The Australian government was thrown into turmoil Friday after losing its one-seat majority with the nation’s deputy prime minister kicked out of parliament over his dual citizenship. Barnaby Joyce was among seven politicians embroiled in a crisis after falling afoul of a previously obscure constitutional rule that bars dual citizens from sitting in parliament.
The High Court ruled he was ineligible, meaning a by-election for his lower house seat of New England in New South Wales state will be held on December 2.
“The decision of the court today is clearly not the outcome we were hoping for but the business of government goes on,” Prime Minister Malcolm Turnbull said in Canberra after the ruling was handed down.
Joyce, the leader of the rural-based National Party, is Australian-born but found out in August he automatically acquired New Zealand citizenship through his father.
He told reporters in Tamworth, a city in his New England seat, that he was “always prepared for this outcome”.
“I had no reason to believe that, you know, I was a citizen of any other country that Australia. That is the way it is… Now I am going to make sure that I don’t cry in my beer.”

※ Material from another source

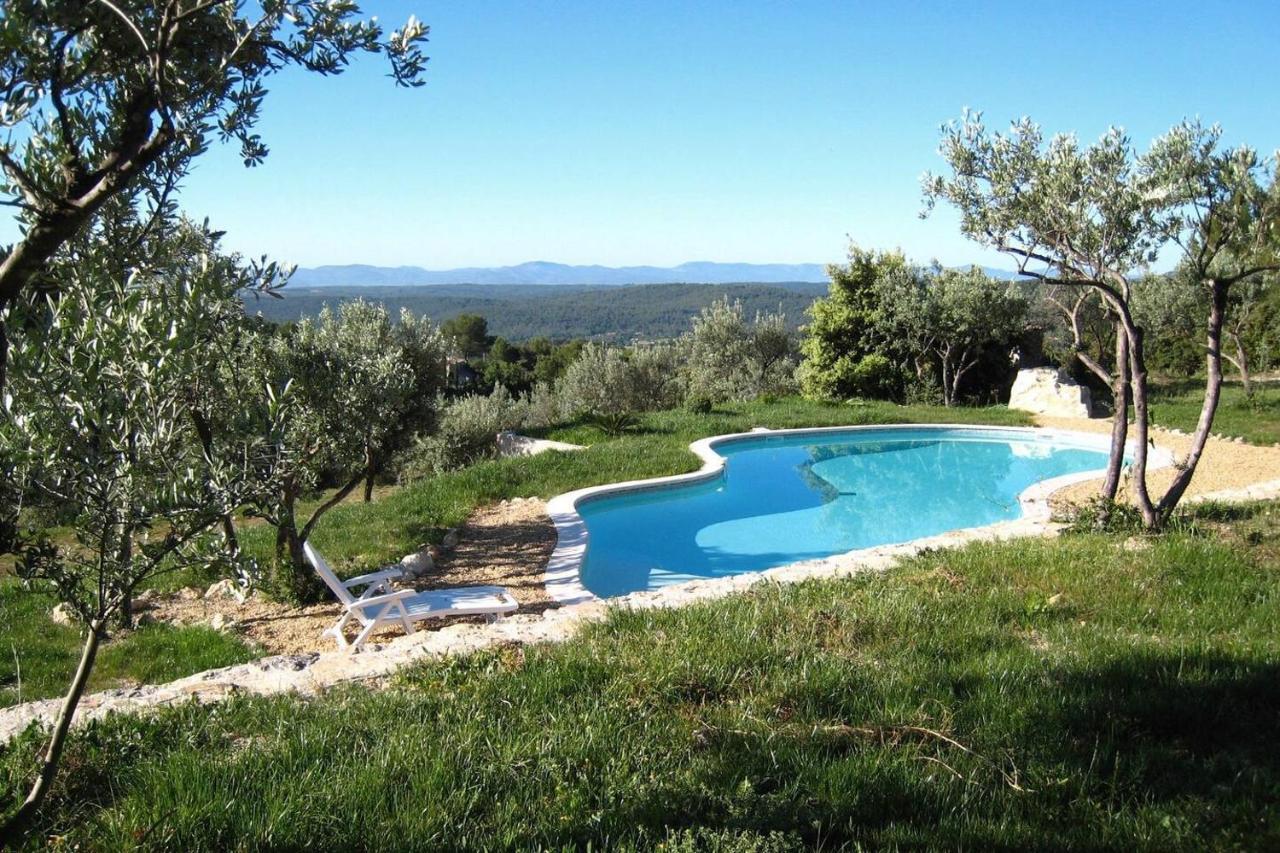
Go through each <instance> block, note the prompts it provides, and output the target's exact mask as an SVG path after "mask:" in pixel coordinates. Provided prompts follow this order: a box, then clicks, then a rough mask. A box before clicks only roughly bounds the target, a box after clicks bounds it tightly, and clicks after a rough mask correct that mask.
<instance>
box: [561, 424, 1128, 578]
mask: <svg viewBox="0 0 1280 853" xmlns="http://www.w3.org/2000/svg"><path fill="white" fill-rule="evenodd" d="M716 452H717V453H719V455H721V456H723V457H724V459H726V466H724V471H723V473H722V475H721V476H718V478H716V479H713V480H708V482H704V483H695V484H689V485H677V487H664V488H655V489H650V491H643V492H632V493H628V494H620V496H616V497H607V496H605V497H599V498H588V500H584V501H580V502H579V505H577V511H579V514H580V515H581V516H582V519H584V521H585V523H586V529H588V548H586V560H585V562H584V565H582V569H581V579H582V585H585V587H586V588H588V589H589V590H590V592H593V593H595V594H596V596H600V597H609V596H621V594H625V593H628V592H635V590H639V589H654V588H658V587H664V585H667V584H675V583H681V581H686V580H692V579H698V578H718V576H723V575H735V574H741V573H745V571H760V570H764V569H769V567H773V566H781V565H786V564H788V562H796V561H800V560H812V558H817V557H828V556H831V555H836V553H844V552H846V551H852V549H855V548H868V547H872V546H879V544H888V543H895V542H906V540H909V539H916V538H919V537H928V535H936V534H940V533H945V532H947V530H957V529H961V528H973V526H979V525H984V524H992V523H995V521H1002V520H1007V519H1016V517H1018V516H1020V515H1021V507H1020V505H1019V502H1018V494H1019V493H1021V492H1023V491H1024V489H1027V488H1028V487H1029V485H1032V484H1034V483H1038V482H1041V480H1046V479H1050V478H1053V476H1061V475H1064V474H1075V473H1080V471H1092V470H1097V469H1101V467H1105V466H1106V459H1107V455H1106V453H1105V452H1102V451H1098V450H1092V448H1087V447H1082V446H1073V444H1070V443H1064V442H1062V441H1060V439H1051V438H1047V437H1039V435H1036V434H1033V433H1001V432H996V430H983V429H943V430H940V429H922V428H901V427H895V428H886V429H873V430H855V432H844V433H823V434H808V435H768V437H759V438H756V437H751V438H745V439H737V441H732V442H726V443H722V444H719V446H717V447H716Z"/></svg>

The 50-year-old has since renounced his New Zealand citizenship, allowing him to run in the by-election.
– Constitution out of step? –
Independent MP Cathy McGowan said in a statement she would “continue to supply confidence and support to the government”, giving the coalition room to breathe in the lower House of Representatives.
The deputy PM position is expected to be kept vacant ahead of the by-election, with Foreign Minister Julie Bishop tipped to take on the duties if Turnbull travels overseas, according to local media.

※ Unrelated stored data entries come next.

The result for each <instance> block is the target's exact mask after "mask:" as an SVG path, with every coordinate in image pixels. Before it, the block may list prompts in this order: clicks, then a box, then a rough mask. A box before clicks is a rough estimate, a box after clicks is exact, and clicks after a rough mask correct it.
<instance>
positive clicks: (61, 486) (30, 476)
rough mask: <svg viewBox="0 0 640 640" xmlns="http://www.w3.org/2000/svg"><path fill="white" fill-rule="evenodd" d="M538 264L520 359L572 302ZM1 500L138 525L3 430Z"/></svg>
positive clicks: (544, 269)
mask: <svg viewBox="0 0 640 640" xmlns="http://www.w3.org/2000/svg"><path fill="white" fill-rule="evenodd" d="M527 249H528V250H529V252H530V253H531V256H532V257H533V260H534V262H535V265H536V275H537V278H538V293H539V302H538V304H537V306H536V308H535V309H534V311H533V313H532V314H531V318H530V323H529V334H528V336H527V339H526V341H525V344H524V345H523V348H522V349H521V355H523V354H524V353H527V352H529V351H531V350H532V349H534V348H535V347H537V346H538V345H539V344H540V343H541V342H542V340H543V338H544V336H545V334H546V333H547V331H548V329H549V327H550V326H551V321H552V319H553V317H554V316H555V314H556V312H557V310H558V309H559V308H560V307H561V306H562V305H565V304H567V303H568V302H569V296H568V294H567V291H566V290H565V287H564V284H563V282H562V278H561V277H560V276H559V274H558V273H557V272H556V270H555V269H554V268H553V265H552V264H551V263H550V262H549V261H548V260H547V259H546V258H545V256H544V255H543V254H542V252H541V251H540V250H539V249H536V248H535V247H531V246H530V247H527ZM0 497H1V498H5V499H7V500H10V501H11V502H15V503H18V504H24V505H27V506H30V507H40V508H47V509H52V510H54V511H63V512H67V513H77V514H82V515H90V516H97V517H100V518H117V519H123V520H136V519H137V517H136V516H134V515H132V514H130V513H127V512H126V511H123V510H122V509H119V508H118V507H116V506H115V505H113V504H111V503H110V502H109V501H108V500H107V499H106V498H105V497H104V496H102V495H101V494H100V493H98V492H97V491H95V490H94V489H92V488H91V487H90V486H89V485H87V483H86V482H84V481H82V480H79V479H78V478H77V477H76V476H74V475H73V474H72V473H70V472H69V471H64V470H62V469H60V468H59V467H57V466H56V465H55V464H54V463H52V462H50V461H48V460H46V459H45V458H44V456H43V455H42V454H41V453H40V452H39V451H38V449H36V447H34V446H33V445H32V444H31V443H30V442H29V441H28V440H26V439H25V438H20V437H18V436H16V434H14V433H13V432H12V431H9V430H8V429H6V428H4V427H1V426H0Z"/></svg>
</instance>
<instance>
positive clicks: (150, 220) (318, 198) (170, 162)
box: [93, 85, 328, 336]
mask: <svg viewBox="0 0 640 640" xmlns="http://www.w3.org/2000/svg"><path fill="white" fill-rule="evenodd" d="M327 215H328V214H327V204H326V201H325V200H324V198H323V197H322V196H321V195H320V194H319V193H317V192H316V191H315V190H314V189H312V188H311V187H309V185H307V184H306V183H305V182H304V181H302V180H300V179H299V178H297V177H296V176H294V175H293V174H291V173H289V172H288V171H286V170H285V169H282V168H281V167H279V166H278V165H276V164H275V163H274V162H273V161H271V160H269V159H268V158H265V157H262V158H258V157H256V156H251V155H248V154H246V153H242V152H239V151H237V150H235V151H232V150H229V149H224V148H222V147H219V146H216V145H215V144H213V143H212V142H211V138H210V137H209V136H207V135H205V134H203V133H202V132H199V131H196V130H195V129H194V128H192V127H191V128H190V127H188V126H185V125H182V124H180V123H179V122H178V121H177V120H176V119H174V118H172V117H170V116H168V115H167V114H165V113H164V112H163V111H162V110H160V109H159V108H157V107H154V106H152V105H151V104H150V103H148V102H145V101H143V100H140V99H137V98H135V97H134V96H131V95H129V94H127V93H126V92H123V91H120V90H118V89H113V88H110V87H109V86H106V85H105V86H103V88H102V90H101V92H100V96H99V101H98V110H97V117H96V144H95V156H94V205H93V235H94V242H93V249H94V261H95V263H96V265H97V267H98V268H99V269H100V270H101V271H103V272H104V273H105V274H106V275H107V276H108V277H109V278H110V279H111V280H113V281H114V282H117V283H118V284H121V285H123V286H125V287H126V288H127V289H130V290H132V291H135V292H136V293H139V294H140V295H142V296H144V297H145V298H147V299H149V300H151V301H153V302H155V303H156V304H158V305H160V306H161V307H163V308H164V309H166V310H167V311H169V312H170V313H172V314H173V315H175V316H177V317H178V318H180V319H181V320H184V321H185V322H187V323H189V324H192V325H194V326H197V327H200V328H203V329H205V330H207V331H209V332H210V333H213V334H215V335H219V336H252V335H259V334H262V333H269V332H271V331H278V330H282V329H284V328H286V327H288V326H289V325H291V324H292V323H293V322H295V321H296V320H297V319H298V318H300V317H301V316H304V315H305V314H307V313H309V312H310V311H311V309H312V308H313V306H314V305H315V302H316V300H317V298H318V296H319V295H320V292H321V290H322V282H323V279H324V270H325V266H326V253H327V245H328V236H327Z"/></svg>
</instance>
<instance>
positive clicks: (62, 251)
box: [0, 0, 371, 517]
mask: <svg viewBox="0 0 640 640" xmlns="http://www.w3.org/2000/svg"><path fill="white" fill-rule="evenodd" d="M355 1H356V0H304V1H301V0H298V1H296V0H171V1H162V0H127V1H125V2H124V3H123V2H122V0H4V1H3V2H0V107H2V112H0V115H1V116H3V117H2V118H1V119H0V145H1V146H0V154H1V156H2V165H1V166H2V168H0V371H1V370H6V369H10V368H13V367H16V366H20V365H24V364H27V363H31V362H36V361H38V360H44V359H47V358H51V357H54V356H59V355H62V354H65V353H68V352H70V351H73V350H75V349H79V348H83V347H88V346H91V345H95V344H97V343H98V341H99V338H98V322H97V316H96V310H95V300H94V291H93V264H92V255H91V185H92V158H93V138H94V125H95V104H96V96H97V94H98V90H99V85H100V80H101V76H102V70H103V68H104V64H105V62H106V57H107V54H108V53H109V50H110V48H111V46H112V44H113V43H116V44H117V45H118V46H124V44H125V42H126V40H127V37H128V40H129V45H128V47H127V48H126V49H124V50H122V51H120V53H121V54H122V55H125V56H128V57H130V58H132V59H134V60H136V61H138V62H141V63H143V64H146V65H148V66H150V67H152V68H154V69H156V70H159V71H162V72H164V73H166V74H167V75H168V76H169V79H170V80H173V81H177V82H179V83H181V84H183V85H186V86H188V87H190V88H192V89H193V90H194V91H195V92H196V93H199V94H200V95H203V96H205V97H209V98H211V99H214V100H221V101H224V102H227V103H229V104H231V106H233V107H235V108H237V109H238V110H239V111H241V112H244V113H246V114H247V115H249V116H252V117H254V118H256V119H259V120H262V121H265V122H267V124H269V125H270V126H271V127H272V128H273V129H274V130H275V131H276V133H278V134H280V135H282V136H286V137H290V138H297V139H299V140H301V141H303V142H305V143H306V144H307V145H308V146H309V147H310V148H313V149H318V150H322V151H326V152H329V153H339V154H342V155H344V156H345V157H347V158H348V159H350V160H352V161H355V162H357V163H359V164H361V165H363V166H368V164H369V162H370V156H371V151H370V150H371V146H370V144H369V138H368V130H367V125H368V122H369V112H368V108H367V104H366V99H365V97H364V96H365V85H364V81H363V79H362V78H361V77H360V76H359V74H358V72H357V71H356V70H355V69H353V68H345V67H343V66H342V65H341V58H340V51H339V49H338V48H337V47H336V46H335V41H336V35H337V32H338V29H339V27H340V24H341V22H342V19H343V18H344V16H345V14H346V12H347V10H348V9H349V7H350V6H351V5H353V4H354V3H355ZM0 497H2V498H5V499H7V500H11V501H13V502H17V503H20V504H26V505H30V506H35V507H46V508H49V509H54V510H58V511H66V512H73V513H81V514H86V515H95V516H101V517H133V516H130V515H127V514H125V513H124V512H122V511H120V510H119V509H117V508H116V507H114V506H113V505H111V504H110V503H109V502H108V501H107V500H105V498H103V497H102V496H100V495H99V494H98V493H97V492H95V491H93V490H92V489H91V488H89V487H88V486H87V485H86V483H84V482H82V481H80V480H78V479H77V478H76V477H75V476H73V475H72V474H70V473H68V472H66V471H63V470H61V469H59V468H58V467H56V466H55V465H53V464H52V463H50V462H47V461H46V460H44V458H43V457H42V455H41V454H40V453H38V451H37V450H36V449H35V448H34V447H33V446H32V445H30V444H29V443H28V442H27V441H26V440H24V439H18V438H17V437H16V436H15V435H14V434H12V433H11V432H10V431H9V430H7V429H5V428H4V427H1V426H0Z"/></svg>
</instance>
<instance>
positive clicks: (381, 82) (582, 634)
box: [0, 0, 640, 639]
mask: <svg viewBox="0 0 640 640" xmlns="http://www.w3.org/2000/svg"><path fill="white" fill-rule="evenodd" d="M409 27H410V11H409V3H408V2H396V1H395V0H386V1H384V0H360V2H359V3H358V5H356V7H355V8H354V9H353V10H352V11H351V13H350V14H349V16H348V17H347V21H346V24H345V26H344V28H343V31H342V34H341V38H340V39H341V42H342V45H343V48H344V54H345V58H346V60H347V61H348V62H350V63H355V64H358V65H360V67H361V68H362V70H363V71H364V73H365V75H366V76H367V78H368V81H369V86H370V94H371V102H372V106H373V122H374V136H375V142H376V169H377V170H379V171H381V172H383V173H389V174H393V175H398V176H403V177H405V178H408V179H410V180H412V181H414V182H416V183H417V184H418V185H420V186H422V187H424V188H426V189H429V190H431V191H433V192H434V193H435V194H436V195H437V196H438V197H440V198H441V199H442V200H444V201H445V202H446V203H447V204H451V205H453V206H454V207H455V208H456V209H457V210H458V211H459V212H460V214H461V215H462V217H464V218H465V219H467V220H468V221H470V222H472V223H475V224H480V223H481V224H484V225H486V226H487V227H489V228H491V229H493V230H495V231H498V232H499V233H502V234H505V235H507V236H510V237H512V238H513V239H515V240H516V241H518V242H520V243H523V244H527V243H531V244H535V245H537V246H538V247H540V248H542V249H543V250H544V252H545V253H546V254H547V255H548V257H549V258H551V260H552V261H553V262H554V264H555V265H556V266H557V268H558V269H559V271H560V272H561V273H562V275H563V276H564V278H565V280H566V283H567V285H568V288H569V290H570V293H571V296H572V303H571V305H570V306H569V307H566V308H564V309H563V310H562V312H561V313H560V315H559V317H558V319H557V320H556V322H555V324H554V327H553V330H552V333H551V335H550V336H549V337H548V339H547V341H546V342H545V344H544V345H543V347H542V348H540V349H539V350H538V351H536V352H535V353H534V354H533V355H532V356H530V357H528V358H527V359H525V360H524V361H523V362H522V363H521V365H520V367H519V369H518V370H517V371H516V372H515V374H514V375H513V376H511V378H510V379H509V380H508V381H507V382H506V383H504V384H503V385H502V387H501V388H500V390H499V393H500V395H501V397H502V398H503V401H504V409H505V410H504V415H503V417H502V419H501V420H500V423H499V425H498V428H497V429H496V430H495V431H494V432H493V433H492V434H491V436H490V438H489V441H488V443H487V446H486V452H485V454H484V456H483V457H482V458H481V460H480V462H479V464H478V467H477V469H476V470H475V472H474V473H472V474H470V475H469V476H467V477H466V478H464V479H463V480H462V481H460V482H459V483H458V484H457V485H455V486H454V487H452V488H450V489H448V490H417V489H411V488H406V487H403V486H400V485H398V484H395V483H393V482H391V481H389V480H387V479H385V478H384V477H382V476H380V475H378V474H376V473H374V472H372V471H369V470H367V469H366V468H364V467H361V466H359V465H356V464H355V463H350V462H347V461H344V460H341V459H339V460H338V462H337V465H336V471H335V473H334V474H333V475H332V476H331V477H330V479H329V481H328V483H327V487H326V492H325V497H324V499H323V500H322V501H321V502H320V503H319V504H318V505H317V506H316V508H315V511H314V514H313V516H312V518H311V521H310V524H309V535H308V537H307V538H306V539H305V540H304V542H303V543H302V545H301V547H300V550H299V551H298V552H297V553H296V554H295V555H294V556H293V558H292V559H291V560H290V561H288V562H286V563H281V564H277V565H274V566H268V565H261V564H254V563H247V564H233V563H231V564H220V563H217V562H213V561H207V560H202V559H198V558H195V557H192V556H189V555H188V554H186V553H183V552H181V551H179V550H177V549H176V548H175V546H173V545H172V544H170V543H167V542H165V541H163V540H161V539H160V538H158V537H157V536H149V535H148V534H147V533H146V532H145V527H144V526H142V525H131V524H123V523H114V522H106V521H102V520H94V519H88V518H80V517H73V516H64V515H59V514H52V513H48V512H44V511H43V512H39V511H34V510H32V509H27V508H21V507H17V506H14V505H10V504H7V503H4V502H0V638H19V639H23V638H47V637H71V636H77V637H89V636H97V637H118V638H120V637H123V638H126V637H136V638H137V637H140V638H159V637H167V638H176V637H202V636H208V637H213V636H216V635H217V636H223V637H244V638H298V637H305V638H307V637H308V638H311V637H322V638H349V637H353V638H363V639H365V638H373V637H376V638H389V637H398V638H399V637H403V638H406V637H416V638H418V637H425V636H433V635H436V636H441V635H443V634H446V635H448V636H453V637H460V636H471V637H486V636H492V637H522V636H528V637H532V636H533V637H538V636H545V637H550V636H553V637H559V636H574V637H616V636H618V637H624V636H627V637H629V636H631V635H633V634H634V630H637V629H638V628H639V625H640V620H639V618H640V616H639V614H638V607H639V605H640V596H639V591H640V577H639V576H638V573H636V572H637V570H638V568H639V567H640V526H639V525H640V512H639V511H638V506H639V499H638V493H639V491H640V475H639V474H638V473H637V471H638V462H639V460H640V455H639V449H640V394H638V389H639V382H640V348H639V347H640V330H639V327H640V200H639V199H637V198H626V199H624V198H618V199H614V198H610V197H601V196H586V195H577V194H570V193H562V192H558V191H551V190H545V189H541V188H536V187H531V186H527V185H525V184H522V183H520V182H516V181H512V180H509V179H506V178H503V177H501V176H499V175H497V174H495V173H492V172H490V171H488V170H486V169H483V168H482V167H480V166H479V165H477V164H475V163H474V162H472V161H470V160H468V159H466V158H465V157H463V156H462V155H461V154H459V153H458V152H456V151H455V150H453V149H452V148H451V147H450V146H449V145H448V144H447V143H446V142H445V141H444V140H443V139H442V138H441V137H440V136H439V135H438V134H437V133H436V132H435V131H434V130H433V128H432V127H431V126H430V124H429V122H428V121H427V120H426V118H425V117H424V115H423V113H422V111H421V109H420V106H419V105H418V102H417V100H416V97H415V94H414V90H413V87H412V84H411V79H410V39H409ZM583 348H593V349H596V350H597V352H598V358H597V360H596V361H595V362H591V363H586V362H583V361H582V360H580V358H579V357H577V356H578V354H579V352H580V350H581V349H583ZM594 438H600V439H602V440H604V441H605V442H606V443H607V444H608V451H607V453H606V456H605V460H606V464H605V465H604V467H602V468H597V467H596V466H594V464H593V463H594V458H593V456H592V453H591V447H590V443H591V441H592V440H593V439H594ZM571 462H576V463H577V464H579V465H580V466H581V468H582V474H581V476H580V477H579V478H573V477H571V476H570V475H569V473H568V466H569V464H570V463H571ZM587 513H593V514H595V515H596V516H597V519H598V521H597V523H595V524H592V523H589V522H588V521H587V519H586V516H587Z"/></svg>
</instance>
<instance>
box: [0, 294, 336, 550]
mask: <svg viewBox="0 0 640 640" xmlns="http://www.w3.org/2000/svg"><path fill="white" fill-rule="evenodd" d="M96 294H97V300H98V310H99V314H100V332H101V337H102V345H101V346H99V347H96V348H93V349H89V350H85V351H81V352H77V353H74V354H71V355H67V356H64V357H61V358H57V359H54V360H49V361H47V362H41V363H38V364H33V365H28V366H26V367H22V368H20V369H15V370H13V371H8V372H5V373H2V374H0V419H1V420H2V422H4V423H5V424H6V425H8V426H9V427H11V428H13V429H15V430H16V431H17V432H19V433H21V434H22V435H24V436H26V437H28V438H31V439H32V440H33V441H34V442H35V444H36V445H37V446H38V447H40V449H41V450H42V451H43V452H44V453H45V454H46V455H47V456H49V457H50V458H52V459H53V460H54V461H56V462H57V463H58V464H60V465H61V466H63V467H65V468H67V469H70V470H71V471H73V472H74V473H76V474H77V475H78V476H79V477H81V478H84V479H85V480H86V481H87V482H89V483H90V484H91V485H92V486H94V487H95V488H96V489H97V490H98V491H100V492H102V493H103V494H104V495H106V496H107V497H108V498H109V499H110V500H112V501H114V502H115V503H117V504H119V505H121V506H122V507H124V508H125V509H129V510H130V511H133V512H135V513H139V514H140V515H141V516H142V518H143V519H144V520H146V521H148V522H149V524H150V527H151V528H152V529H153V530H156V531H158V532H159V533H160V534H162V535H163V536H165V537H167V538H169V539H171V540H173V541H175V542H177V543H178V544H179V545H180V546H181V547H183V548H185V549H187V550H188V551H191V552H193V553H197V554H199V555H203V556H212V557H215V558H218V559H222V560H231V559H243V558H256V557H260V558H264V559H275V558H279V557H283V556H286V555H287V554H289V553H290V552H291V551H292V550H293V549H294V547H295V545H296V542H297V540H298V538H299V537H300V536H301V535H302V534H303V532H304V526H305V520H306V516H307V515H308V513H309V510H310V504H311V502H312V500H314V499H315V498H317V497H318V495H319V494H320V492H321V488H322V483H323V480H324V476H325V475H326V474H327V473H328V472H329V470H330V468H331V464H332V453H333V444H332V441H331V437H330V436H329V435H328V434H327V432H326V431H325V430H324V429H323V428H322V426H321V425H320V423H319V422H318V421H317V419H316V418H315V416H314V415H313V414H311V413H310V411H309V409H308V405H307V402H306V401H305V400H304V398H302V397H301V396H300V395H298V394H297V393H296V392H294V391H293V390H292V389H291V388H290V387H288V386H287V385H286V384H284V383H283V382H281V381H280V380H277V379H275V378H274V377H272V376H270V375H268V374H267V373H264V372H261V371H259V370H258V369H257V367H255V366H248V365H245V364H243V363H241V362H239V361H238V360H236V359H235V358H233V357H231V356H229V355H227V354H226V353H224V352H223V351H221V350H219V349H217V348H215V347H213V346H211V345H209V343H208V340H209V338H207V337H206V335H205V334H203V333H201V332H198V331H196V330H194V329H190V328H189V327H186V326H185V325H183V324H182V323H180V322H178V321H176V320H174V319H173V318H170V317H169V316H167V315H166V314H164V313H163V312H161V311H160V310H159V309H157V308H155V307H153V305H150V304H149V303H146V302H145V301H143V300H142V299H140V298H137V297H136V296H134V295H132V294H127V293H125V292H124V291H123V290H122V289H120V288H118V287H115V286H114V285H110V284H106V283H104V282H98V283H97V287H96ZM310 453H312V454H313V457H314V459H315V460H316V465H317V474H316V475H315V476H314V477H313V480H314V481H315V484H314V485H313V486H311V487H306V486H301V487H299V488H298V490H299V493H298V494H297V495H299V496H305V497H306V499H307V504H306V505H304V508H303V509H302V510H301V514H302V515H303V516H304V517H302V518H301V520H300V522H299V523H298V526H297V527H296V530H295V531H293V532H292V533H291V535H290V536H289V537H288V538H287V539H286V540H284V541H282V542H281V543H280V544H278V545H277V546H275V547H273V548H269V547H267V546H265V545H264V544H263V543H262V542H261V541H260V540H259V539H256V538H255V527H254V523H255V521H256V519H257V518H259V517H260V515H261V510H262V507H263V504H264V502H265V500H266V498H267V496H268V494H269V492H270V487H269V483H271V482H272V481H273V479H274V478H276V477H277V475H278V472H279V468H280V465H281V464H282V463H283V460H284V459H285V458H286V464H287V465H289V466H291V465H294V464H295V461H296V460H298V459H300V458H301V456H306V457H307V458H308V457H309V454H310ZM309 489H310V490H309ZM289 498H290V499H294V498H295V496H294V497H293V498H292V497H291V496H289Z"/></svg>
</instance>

Turnbull said he would assume Joyce’s agriculture portfolio.
If Joyce loses the by-election, the coalition could keep ruling as a minority government if it receives the support of independent MPs on budget matters and on votes of no confidence.
Of the so-called “citizenship seven”, only Nationals senator Matt Canavan and independent senator Nick Xenophon were cleared for parliament.
The others, who are also upper house senators — the Nationals’ Fiona Nash, the Greens’ Larissa Waters and Scott Ludlam and One Nation’s Malcolm Roberts — were like Joyce also ruled ineligible.
The dual citizenship rule was originally inserted into the 1901 constitution to ensure parliamentarians were loyal solely to Australia.
However, critics say it is out of step with the country’s modern reality, where 50 percent of the population are either foreign-born or the children of immigrants.
The government’s solicitor-general had argued to the High Court that Joyce and four of the other seven had not breached Section 44 of the constitution as they were unaware of their overseas citizenship.
But in its judgement, the court ruled that “proof of a candidate’s knowledge of his or her foreign citizenship status (or of facts that might put a candidate on inquiry as to the possibility that he or she is a foreign citizen) is not necessary to bring about the disqualifying operation”.